Sekretaris Menteri Koordinator (Sesmenko) Bidang Perekonomian Susiwijono Moegiarso menjelaskan alasan pemerintah ingin lebih mendorong pertumbuhan masyarakat kelas menengah.
Dia bilang, masyarakat kelas menengah Indonesia memiliki kontribusi ekonomi yang tinggi.
Selain itu, masyarakat kelas menengah dinilai juga men-generate atau menghasilkan pajak untuk negara.
"Justru kalau kelas menengah kita perbesar, selain kontribusi ke ekonominya tinggi, kelas menengah kan bisa men-generate juga untuk tax based-nya lebih besar. Jadi perpajakannya akan lebih bagus," ujar Susiwijono di Jakarta Pusat, Selasa (27/8/2024).
"Kita kan khawatir di 2023 ke 2024 ini kan proporsi kelas menengah dan aspiring middle class mulai agak turun sedikit kan, kita ingin meningkatkan kembali porsi, peran, dan kontribusi ke perekonomian," lanjutnya.
"Kalau kelas menengah jumlahnya meningkat, itu otomatis tax based-nya lebih tinggi. Pembayar pajaknya lebih besar. Itu salah satu aspek aja perpajakan," ujar Susiwijono lagi.
Maka dari itu, pemerintah telah mengucurkan banyak insentif untuk masyarakat kelas menengah.
Di antaranya seperti program perlindungan sosial, insentif pajak, kartu prakerja, jaminan kehilangan pekerjaan, pembayaran iuran yang ditanggung pemerintah untuk kesehatan, kredit usaha rakyat, dan lain-lain.
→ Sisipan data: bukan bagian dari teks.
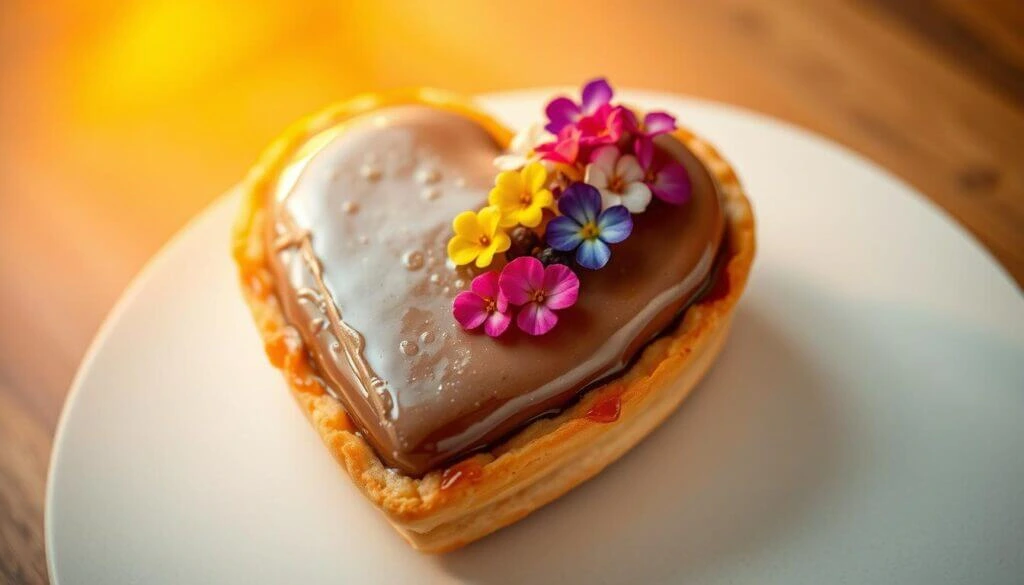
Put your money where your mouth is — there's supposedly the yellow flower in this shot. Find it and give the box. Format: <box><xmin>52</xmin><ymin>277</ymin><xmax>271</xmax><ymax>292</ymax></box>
<box><xmin>487</xmin><ymin>163</ymin><xmax>555</xmax><ymax>227</ymax></box>
<box><xmin>449</xmin><ymin>206</ymin><xmax>512</xmax><ymax>268</ymax></box>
Untuk di sektor perumahan, pemerintah telah mengucurkan Insentif Pajak Pertambahan Nilai (PPN) Ditanggung Pemerintah (DTP) 100 persen untuk sektor perumahan per 1 September hingga Desember 2024.
Lalu, ada juga penambahan kuota Fasilitas Likuiditas Pembiayaan Perumahan (FLPP) untuk Masyarakat Berpenghasilan Rendah (MBR) tahun 2024.
Kuota akan bertambah dari 166 ribu unit menjadi 200 ribu unit.